Introducing honey after 12 months is straightforward — there's no equivalent of the careful allergy-introduction protocol required for other foods. However, a gradual introduction is sensible for any new food.

Week 1–2: Small amounts in familiar foods Start with half a teaspoon of honey stirred into something your child already eats and enjoys — natural yogurt, warm porridge, or a small piece of fruit. This keeps the flavour familiar and introduction calm.

Week 3 onwards: Expand uses gradually If your child tolerates honey well, you can expand its role — honey on toast, honey as a dip for fruit, honey in warm water during cold season.

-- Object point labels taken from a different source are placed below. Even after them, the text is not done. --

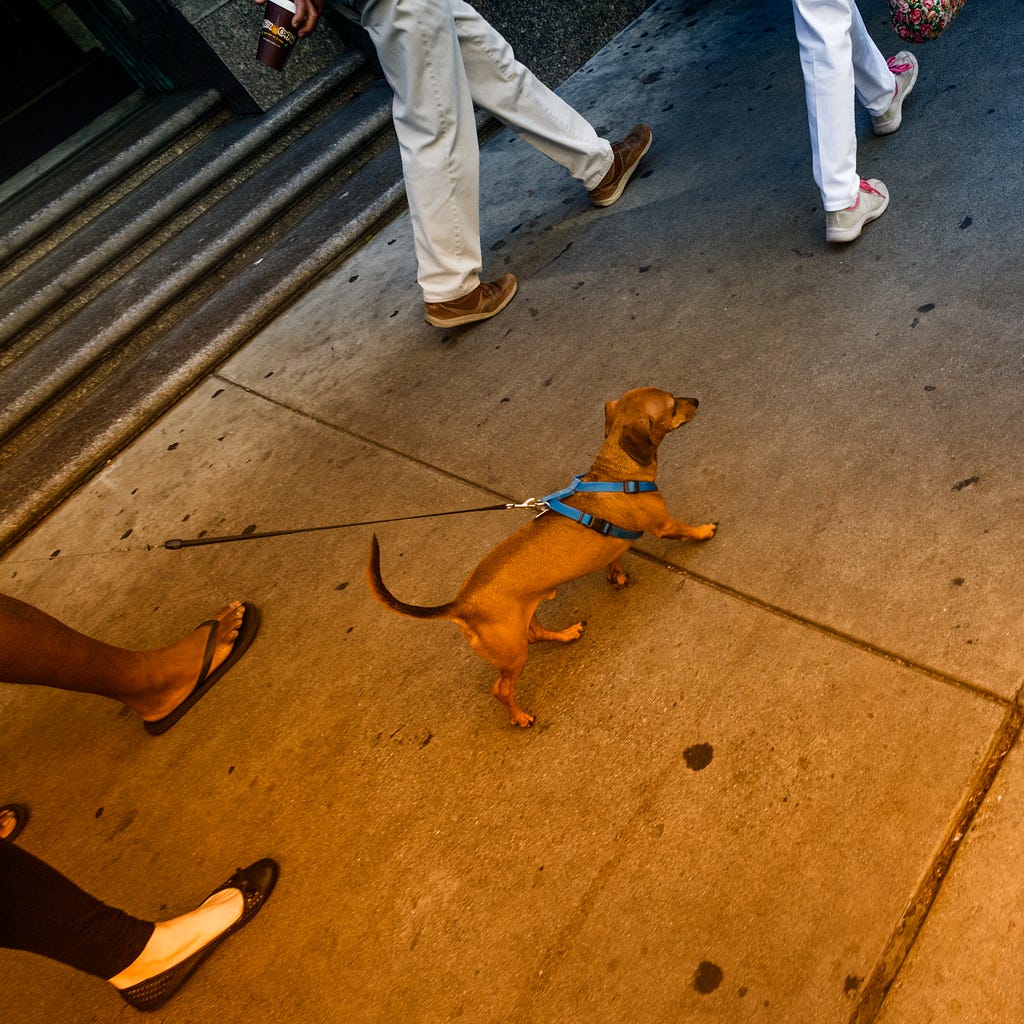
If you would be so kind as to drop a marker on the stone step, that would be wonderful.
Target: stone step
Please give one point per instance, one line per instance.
(42, 286)
(113, 323)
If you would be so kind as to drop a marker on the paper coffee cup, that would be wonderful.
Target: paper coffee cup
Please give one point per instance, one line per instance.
(276, 36)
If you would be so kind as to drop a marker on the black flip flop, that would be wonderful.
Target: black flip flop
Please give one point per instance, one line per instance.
(20, 813)
(247, 632)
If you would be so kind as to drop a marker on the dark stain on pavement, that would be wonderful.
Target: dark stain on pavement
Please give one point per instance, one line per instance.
(969, 482)
(698, 756)
(708, 977)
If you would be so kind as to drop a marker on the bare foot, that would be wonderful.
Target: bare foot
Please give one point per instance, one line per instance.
(173, 672)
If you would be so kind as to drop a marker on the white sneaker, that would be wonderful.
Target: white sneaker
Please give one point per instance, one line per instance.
(845, 225)
(904, 67)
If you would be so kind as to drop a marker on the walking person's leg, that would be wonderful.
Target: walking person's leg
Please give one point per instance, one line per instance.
(418, 49)
(158, 685)
(45, 912)
(503, 86)
(825, 35)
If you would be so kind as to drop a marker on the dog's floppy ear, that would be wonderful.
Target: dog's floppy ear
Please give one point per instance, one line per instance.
(637, 442)
(609, 415)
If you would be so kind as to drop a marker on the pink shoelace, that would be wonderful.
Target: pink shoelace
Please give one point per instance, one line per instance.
(897, 69)
(864, 186)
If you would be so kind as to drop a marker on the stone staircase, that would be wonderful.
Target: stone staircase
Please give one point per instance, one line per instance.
(134, 265)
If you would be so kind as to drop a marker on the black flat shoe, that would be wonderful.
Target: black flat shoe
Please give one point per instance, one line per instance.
(255, 883)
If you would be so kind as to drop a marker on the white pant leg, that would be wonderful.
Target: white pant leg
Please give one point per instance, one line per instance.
(875, 83)
(824, 35)
(503, 86)
(418, 48)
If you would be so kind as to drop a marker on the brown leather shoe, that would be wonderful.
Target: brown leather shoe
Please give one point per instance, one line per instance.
(486, 300)
(626, 156)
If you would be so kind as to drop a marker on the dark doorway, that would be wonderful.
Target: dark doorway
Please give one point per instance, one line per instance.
(53, 84)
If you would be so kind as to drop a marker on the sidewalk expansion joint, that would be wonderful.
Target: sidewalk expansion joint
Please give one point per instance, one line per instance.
(833, 632)
(901, 941)
(750, 599)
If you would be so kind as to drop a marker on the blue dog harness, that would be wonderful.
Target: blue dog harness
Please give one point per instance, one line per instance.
(555, 504)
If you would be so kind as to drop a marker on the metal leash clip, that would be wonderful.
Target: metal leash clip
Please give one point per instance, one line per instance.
(538, 505)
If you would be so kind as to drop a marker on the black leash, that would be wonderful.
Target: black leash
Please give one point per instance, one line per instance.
(176, 543)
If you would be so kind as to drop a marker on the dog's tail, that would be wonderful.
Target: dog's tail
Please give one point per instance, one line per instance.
(389, 600)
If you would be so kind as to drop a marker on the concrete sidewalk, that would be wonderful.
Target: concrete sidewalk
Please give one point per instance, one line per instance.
(779, 778)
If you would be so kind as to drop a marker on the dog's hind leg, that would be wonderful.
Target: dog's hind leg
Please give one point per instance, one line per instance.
(537, 632)
(506, 649)
(615, 574)
(504, 690)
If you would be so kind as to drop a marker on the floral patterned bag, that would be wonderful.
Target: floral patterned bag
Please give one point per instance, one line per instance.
(920, 20)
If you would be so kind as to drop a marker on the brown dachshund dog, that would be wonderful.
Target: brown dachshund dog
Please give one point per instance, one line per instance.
(497, 605)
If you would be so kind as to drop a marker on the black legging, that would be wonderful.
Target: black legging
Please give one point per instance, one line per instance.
(43, 912)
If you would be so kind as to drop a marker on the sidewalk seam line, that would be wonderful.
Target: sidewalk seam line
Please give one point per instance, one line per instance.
(794, 616)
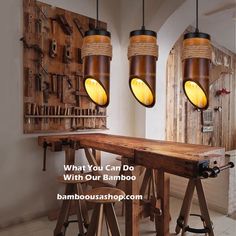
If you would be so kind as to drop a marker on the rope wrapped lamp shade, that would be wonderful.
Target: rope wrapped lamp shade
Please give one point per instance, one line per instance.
(142, 55)
(96, 55)
(196, 58)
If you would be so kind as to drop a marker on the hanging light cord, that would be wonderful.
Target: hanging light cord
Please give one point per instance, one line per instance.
(97, 16)
(143, 27)
(197, 30)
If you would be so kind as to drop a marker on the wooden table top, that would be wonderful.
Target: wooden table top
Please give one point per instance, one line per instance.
(177, 158)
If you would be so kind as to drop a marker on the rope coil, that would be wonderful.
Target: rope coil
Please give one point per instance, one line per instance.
(143, 49)
(97, 49)
(197, 51)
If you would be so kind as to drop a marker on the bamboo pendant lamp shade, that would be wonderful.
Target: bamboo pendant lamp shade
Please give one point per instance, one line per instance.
(197, 53)
(196, 68)
(142, 55)
(97, 54)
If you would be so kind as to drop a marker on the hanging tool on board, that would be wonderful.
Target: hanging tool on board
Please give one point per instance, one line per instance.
(67, 54)
(46, 91)
(67, 29)
(53, 48)
(38, 82)
(79, 26)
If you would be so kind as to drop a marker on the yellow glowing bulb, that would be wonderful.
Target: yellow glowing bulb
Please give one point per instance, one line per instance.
(195, 94)
(95, 91)
(142, 92)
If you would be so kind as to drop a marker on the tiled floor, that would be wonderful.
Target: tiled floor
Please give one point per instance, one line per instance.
(223, 225)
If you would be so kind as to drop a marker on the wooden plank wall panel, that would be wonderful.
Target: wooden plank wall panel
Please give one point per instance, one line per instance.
(184, 123)
(72, 110)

Watch for: - Any unusual reaction after introduction (unlikely with honey, but sensible to observe as with any new food) - Overconsumption — honey is naturally sweet and children may want more than is appropriate; keep to age-appropriate portions

There is no need to introduce honey on a specific schedule or to wait between other new foods — honey is not considered a high-allergen food in the way that nuts, eggs, or shellfish are. The 12-month rule is about C. botulinum spore risk in immature guts, not food allergy risk.


Choosing the Right Honey for Children

Once you've passed the 12-month milestone, the next question is: which honey?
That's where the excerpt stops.